A car bomber blew himself up at a police training centre in Pakistan's northwestern city of Hangu early on Thursday, killing at least seven people.
The attack was the latest in a spate of violence across Pakistan in which nearly 140 people have been killed, mostly soldiers and policemen, since army commandoes stormed a radical mosque in the capital Islamabad last week.
The government says 102 people were killed during the entire operation on the Lal Masjid or Red Mosque complex to crush a militant movement led by rebel clerics.
In the Hangu attack, the bomber tried to get into a police centre early in the morning when young recruits were going in for training.
"The attacker tried to crash through the gate. He blew himself up as security guards at the gate tried to stop him," said Fakhr-e-Alam, top administration official of the city.
"Six policemen and a passerby were killed."
A police official said 13 people were wounded.
Hangu, which itself has a history of sectarian violence, is close to Pakistan's lawless tribal regions on the Afghan border, known as hotbeds of support for al Qaeda and Taliban militants.
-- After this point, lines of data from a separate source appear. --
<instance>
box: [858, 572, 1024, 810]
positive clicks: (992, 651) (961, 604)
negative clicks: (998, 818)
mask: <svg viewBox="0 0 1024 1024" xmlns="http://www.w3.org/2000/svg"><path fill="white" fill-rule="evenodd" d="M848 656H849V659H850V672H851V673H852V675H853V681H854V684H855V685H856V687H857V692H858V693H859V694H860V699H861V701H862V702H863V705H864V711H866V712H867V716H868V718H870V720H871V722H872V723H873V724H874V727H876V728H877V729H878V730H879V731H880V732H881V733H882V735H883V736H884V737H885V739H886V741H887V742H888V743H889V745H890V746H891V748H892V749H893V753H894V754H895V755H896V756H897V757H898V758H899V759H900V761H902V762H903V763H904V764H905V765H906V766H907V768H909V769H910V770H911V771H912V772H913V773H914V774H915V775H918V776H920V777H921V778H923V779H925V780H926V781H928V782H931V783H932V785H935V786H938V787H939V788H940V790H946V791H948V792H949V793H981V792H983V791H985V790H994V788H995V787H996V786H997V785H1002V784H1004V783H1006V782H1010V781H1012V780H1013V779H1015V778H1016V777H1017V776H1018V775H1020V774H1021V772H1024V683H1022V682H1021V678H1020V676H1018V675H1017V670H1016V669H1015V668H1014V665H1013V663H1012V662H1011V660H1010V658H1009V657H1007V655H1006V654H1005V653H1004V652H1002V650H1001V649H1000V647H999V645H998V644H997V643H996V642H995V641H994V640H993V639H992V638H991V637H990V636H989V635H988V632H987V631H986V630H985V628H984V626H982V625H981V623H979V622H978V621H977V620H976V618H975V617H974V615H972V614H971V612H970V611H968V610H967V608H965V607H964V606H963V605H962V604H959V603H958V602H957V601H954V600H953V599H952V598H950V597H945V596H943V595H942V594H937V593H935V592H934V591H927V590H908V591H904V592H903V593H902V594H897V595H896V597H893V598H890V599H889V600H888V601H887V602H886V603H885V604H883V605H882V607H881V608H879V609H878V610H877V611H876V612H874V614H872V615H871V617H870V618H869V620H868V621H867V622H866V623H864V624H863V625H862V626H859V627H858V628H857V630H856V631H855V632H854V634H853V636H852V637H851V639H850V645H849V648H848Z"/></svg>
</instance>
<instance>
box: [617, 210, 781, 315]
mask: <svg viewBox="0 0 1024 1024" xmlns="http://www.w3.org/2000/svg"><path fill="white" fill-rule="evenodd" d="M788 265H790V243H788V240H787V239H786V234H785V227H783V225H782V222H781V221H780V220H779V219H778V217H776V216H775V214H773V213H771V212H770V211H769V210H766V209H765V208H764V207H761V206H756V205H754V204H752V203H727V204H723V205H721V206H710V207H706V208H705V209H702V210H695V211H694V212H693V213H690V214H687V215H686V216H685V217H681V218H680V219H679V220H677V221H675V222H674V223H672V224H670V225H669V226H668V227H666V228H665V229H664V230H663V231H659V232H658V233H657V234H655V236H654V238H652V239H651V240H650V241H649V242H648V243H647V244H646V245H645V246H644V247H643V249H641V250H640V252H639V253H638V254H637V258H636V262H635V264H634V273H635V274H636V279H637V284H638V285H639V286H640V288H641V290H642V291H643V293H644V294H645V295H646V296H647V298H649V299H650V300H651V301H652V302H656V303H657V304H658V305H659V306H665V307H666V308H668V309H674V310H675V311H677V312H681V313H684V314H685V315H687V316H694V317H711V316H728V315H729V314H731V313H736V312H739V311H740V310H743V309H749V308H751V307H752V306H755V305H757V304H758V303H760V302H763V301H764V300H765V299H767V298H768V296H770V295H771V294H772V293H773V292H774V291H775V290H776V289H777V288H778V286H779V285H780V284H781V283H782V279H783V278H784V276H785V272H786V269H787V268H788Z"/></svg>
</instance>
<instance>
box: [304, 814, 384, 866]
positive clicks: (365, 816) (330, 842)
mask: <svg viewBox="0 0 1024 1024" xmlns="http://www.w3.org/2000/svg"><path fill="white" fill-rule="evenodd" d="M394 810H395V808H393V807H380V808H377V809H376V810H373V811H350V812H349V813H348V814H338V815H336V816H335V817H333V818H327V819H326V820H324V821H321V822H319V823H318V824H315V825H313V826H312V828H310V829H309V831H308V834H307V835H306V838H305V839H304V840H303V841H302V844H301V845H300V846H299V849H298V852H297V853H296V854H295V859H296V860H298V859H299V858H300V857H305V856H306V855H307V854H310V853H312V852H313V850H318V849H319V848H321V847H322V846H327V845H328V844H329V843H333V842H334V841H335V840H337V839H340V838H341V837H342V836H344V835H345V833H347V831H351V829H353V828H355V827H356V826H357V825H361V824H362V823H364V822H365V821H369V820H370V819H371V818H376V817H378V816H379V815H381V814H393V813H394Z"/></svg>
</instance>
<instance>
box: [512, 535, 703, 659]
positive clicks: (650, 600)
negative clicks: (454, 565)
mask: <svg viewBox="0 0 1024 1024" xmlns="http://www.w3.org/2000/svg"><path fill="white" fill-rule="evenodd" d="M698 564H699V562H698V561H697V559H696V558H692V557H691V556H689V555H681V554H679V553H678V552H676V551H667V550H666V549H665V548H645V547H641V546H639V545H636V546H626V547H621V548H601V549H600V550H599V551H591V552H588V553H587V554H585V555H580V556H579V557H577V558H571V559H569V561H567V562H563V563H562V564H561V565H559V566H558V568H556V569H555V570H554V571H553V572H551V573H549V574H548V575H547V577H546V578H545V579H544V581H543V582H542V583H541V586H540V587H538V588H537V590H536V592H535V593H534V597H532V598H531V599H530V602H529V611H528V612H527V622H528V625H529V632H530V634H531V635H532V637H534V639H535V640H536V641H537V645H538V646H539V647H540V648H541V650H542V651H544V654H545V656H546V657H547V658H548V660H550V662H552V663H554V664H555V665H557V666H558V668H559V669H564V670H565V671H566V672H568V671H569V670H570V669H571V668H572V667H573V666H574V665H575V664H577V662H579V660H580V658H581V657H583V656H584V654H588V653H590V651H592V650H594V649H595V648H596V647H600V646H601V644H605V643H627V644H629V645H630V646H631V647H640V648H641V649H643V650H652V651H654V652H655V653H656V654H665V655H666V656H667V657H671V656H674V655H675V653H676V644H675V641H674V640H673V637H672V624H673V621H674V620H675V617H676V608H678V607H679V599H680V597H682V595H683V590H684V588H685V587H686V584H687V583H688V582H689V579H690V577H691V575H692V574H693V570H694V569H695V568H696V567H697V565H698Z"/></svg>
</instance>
A large number of al Qaeda fighters and their allies fled to Pakistan's tribal areas after U.S.-led forces toppled the Taliban regime in Afghanistan in 2001.
At the same time as militants are believed to be taking revenge for the government's mosque complex assault in the capital, pro-Taliban fighters have abandoned a 10-month-old peace pact in North Waziristan, raising fears of a resurgence in violence, mainly in the conservative northwest.